Andy can be contacted at andy@HIVcoach.co.uk or 01931 716735 and you can visit his website at www.hivcoach.co.uk.
Become a better listener
So what do you do when a friend comes to talk to you? Here are a few tips that will help you to give your friend the support that they need:
• If the conversation starts at a time or place that this not suitable for a “good” conversation, tell them that you want to take the issue seriously and then invite your friend to move to somewhere else or offer to meet them at a different time. In a busy pub or at a party might not be the best place to communicate at the level that will really help your friend: Try to find a relaxed, quiet space where you can both concentrate.
• Get them to describe the issue as fully as possible. Keep encouraging them to give more details. Remember to keep your “stuff” out of it – this is their time.
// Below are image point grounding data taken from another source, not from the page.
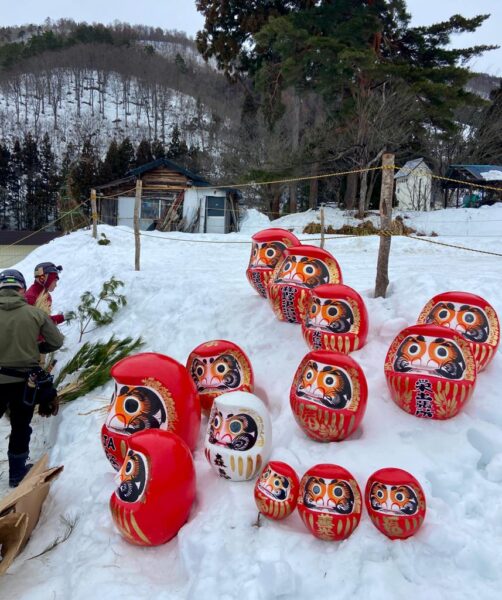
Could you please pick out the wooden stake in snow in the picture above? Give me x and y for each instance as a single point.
(94, 212)
(137, 208)
(387, 190)
(322, 226)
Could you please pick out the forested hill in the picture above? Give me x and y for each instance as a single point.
(78, 81)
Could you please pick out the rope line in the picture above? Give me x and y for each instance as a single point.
(48, 225)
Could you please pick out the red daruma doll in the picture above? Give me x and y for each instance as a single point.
(329, 502)
(430, 371)
(395, 502)
(152, 391)
(267, 251)
(328, 395)
(303, 268)
(276, 490)
(336, 319)
(218, 367)
(157, 488)
(470, 316)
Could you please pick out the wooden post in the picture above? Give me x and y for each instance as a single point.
(386, 193)
(137, 209)
(94, 212)
(322, 226)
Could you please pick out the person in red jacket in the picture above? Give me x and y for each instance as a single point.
(39, 294)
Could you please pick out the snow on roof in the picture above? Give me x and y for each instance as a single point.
(410, 166)
(479, 172)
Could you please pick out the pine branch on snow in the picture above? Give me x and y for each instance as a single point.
(90, 367)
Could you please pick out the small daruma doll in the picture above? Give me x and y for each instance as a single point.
(152, 391)
(276, 490)
(430, 371)
(395, 502)
(329, 502)
(267, 251)
(157, 488)
(218, 367)
(470, 316)
(336, 319)
(239, 436)
(328, 395)
(302, 269)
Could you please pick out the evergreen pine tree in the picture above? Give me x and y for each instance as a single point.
(5, 178)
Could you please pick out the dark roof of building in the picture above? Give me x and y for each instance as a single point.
(480, 173)
(165, 162)
(27, 238)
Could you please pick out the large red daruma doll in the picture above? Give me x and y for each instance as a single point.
(328, 396)
(329, 502)
(267, 251)
(430, 371)
(395, 502)
(218, 367)
(157, 488)
(469, 315)
(336, 319)
(152, 391)
(276, 490)
(302, 269)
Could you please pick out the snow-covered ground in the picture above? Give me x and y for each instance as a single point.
(188, 292)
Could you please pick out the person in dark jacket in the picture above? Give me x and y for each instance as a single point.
(22, 382)
(39, 293)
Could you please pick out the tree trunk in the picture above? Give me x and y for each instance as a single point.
(382, 277)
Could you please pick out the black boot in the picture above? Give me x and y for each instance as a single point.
(17, 468)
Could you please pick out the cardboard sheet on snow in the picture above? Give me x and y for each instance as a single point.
(20, 510)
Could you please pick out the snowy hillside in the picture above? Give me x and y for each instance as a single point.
(189, 292)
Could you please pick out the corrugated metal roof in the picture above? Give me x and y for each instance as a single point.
(410, 166)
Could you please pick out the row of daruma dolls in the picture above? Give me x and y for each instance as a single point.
(152, 428)
(430, 367)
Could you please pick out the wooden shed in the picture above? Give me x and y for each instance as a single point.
(172, 196)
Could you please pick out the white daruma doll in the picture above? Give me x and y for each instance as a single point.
(430, 371)
(218, 367)
(329, 502)
(267, 251)
(469, 315)
(328, 396)
(302, 269)
(395, 502)
(336, 319)
(276, 490)
(239, 436)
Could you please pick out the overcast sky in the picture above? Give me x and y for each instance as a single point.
(182, 15)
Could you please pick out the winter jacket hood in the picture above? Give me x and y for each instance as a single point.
(21, 325)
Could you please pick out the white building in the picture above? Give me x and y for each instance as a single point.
(413, 186)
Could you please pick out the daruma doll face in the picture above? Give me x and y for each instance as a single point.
(238, 436)
(329, 502)
(152, 391)
(157, 488)
(430, 371)
(328, 396)
(395, 502)
(218, 367)
(336, 319)
(276, 490)
(471, 317)
(302, 269)
(267, 251)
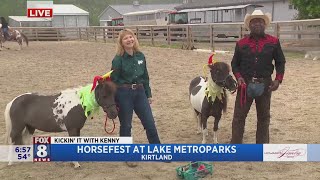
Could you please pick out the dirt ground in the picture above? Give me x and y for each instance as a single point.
(49, 67)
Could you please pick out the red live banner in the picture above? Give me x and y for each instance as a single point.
(39, 12)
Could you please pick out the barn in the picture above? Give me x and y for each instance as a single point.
(117, 11)
(64, 15)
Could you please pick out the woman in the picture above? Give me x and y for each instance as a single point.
(133, 94)
(4, 27)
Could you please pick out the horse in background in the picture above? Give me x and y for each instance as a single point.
(208, 97)
(13, 35)
(67, 110)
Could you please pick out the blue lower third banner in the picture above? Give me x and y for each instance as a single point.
(155, 152)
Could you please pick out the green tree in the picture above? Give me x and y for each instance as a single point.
(308, 9)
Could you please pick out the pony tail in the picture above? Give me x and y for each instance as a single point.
(25, 38)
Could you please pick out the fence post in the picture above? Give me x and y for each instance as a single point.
(37, 34)
(104, 35)
(240, 32)
(211, 37)
(137, 33)
(113, 34)
(58, 34)
(87, 33)
(79, 31)
(152, 36)
(168, 35)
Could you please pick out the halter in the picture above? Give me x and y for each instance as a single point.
(107, 78)
(222, 83)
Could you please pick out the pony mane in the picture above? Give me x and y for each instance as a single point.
(224, 92)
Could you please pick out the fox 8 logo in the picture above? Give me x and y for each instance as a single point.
(41, 149)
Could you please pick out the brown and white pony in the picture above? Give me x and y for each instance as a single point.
(205, 106)
(14, 35)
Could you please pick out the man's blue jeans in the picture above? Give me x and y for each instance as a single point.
(130, 100)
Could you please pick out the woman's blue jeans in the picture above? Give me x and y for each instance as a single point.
(129, 100)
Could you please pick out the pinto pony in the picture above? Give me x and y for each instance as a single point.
(14, 35)
(67, 110)
(208, 96)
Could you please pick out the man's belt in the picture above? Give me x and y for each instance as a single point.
(257, 80)
(131, 86)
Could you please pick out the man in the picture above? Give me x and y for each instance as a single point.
(252, 66)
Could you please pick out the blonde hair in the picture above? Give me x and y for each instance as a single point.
(122, 34)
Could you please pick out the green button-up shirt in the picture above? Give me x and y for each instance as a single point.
(131, 69)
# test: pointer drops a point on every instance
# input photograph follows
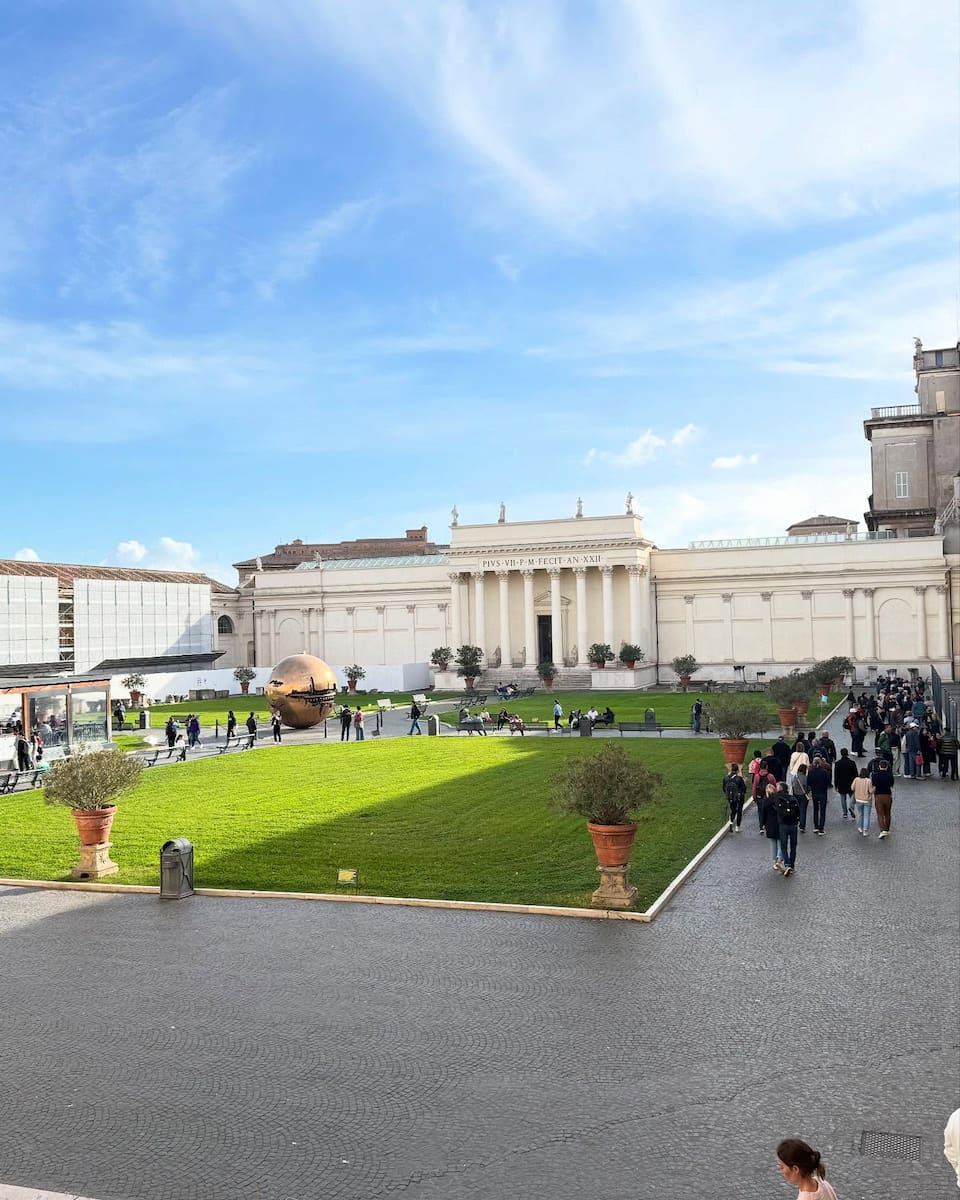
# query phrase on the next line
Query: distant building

• Ask how they feel about the issue; what emotions are going on for them rather than just the practicalities of the issue. Make sure that they know that it is ok to talk about their frustrations, anger, sadness, etc.
• Ask them what they are doing to try to tackle the issue and encourage them to think of other options. When you have a problem it is easy to go with the first solution that comes into your head, but it might not be the best one. In our example from above, they might consider relaxation techniques before going to bed (e.g. yoga), going to bed earlier or later etc. Once they have thought of as many options as possible, they can then choose which one(s) to try out.
• Check back with them later to see how their issue is going and to offer to talk again of necessary.
By focusing on what the other person is saying it will demonstrate to them that you are taking their problem seriously and are there to help them work through their issue. You do not have to have magical answers; you just have to demonstrate that you care enough to listen.